田邊ギター工房へ
久しぶりに田邊ギター工房へお邪魔してきた。
加工ブース。この他に大型製材加工機のある別室がある。天井からぶら下がるのはソニー・スカイセンサーICF5900…^_^

田邊さん、同行の知人たち。白い布がある台が塗装や調整・仕上げ用の作業台。

左から…
弦楽器フェア出品ハウザー1世モデル・修理預かりのオルディゲス・客注納品予定のハウザー1世モデル。

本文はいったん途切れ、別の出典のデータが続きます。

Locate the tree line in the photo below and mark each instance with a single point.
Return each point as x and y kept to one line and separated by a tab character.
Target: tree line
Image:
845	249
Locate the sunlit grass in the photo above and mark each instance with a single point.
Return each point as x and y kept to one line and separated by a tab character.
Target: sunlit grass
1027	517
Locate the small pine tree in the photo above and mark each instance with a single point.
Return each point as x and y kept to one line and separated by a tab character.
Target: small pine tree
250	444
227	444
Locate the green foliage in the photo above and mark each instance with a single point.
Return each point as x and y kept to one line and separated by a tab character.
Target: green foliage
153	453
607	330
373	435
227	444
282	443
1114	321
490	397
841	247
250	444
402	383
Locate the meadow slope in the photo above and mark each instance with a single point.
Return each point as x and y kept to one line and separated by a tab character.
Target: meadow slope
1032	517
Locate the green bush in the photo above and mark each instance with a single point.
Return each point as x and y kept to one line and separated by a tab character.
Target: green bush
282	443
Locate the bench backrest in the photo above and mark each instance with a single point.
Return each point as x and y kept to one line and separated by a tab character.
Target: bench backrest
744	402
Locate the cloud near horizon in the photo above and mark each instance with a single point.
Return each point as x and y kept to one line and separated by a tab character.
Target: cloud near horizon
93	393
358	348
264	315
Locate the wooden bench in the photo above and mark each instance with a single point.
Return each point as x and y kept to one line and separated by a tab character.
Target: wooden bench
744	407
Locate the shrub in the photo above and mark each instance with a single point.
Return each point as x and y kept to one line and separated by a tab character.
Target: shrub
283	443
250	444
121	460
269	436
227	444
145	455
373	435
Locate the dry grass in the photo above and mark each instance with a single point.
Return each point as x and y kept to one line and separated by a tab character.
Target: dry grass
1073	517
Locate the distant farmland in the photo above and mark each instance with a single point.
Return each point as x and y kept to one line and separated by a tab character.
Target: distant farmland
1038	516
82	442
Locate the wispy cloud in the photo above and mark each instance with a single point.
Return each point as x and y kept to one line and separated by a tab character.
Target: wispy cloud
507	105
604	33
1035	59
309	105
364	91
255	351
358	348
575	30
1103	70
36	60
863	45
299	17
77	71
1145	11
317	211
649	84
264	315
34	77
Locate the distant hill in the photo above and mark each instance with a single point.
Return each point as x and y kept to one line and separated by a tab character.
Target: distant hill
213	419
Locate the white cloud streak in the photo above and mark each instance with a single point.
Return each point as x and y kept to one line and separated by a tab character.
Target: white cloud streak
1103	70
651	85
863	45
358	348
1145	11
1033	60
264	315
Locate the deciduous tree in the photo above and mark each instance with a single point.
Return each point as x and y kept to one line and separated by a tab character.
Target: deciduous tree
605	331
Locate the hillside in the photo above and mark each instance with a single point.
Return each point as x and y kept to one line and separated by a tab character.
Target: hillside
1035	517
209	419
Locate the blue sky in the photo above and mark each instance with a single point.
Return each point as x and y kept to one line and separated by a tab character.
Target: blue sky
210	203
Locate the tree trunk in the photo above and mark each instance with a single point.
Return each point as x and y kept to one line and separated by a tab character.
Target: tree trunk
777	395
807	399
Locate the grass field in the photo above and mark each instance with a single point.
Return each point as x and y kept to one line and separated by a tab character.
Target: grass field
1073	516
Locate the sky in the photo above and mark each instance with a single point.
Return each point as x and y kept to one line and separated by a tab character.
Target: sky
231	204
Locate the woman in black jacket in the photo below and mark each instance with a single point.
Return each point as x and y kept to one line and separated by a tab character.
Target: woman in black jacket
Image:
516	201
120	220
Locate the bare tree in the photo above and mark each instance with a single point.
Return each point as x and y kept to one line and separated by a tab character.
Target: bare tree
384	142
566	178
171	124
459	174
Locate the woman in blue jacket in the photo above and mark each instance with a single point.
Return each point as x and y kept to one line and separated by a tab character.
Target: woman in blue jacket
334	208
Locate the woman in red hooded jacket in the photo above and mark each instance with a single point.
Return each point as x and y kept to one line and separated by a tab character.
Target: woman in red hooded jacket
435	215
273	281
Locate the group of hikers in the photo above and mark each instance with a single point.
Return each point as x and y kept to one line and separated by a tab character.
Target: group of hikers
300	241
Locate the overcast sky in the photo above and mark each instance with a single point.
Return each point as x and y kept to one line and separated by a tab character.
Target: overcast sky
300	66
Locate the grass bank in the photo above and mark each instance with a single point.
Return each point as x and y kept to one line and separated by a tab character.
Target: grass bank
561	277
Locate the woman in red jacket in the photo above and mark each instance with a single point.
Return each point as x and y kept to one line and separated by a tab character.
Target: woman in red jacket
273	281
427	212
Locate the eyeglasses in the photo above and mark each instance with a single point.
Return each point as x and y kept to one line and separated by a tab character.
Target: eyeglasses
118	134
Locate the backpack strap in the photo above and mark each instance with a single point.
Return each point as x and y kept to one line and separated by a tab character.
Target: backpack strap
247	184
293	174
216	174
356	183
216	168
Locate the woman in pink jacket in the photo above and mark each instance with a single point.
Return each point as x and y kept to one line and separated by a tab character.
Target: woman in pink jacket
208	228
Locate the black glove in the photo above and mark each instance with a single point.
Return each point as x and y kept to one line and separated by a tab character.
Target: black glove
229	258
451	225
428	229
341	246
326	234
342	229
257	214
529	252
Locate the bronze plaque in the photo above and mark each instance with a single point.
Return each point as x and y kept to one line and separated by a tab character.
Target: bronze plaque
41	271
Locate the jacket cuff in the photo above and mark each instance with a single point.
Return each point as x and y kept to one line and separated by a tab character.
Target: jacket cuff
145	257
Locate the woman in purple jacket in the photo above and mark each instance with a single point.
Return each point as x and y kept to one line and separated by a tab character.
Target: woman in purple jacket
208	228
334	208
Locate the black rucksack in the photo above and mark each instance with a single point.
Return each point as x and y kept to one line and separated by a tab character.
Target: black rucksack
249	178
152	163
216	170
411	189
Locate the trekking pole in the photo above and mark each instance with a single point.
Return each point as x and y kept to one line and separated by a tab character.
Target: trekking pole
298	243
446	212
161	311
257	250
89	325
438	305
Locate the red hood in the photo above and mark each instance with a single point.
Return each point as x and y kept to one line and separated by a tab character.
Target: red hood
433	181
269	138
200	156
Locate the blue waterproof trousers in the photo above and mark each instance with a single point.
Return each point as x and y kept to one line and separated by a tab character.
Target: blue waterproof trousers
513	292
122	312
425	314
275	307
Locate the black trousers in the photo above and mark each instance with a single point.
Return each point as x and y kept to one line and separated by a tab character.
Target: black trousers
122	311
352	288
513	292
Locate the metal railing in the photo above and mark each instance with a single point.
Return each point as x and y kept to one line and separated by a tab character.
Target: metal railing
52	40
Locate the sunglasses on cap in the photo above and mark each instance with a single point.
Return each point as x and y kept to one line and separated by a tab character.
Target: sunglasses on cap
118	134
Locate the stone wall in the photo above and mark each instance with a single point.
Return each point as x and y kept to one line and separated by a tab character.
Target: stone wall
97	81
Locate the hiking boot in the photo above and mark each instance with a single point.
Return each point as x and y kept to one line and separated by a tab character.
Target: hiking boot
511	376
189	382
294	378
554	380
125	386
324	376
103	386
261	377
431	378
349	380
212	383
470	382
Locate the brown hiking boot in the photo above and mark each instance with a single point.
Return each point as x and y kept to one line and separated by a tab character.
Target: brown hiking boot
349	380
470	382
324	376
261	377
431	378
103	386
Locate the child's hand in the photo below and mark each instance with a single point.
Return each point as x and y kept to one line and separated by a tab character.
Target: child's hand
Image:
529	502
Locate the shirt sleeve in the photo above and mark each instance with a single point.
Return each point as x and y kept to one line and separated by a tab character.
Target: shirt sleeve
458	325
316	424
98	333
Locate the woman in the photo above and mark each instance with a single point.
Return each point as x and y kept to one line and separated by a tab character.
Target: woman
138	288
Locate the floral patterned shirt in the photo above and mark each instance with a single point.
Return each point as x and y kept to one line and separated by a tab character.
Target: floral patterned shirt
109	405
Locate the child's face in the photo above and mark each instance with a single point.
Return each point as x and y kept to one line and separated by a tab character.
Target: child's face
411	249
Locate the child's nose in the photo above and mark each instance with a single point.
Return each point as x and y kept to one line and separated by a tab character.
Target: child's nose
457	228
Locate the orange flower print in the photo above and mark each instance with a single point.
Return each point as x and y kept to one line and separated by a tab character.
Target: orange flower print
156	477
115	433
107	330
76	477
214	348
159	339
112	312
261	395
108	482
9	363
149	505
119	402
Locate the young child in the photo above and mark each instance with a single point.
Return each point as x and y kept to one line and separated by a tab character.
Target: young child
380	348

前回訪問したのが2014年秋だから4年ぶり。数年前までは勤務先からの帰途の途中で寄り道可能だったので、年に何度かはお邪魔していたのだが、このところはぼくの通勤ルートが変わったこともあり足が遠のいていた。今回の訪問目的は、今週末から開かれる弦楽器フェアに出品する楽器が出来上がったとのことで、事前に拝見したいとお願いし、快諾いただいたもの。弦楽器フェアは毎年この時期、文化の日前後の週末に北の丸公園内の科学技術館で開かれる。ヴァイオリン属・ギター/マンドリン・リュート属の製作家が集う年に一度のお祭りでもある。
地元のギター仲間二人を誘って当地から車で一時間。工房のある栃木県足利市へ。久々に会う田邊さんは相変わらず男前かつ柔和な物腰。彼の人柄に惹かれて田邊ギターを手にする人も多いのではないだろうか。その証しの一つとして、田邊さん同様の寡作で知られる他の製作家のものでも時折は販売店HPで中古出物が出るが、田邊ギターの中古は市場でほとんど見かけない。製作家の人柄とギターの評価とは別物だろうが、しかし楽器を手にしたときに、それを作ってくれた人をイメージし、その人柄と楽器とを同化させて愛着を抱くのは悪いことではないと思う。
さて木の香に満ちる工房に入り、さっそく弦楽器フェア出品予定のギターを拝見。今回はぼくが2014年に拝見した(こちら、こちらも)トーレスモデルではなく、近年注文の多くを占めているというハウザー1世モデル。設計仕様や音のイメージはハウザー1世ではあるものの、ヘッドやロゼッタのデザインはあえて変えたという。見た目もハウザー完全コピーだと、その見た目に引っ張られて、音にも先入観が入ってしまうことを避けたとのこと。ハウザーモデルではあるが、あくまで田邊ギターであることを、今回はあえて主張したのではないかと推察する。写真のように、ヘッドはゆるいスロープを描く円弧上のシンプルな形。一方ロゼッタは少し華やいだ模様と色使いだ。ブリッジはオーソドクスなシングルホール、ヘッドはもちろんVジョイント。各部の工作精度などはぼくら素人が論じるものではないが、どこから見ても完璧。ネックの仕込み角、フレットの始末、指板の加工など、ほれぼれする。



表板はスプルース。横裏板はインドローズ。重量はもっと軽量かと想像していたが、思いのほかずっしりとしている(おそらく1500グラム前後)。低音ウルフ(胴共鳴)はG付近でそれほど突出しておらず、古いスパニッシュのドッスン低音ではないが、6弦のローポジション全体に渡って量感は十分にある。高音は出来上がったばかりの状態なので、軽く反応する感じはやや希薄だが、ハイポジションも万遍なくよく鳴っていた。全体にハウザーモデルらしい重量感、しっかり感を感じる楽器で、これが弾き込みとエージングで5年、10年と経つと、反応の良さが加わってだろうと予見させる出来栄えだった。
弦楽器フェアは今週末11月2日金曜から三日間。頂いたパンフレットによれば、ギター属は26名の製作家が出品するようだ。あの中山修氏も出品予定。4年ぶりに出向てみようか思っている。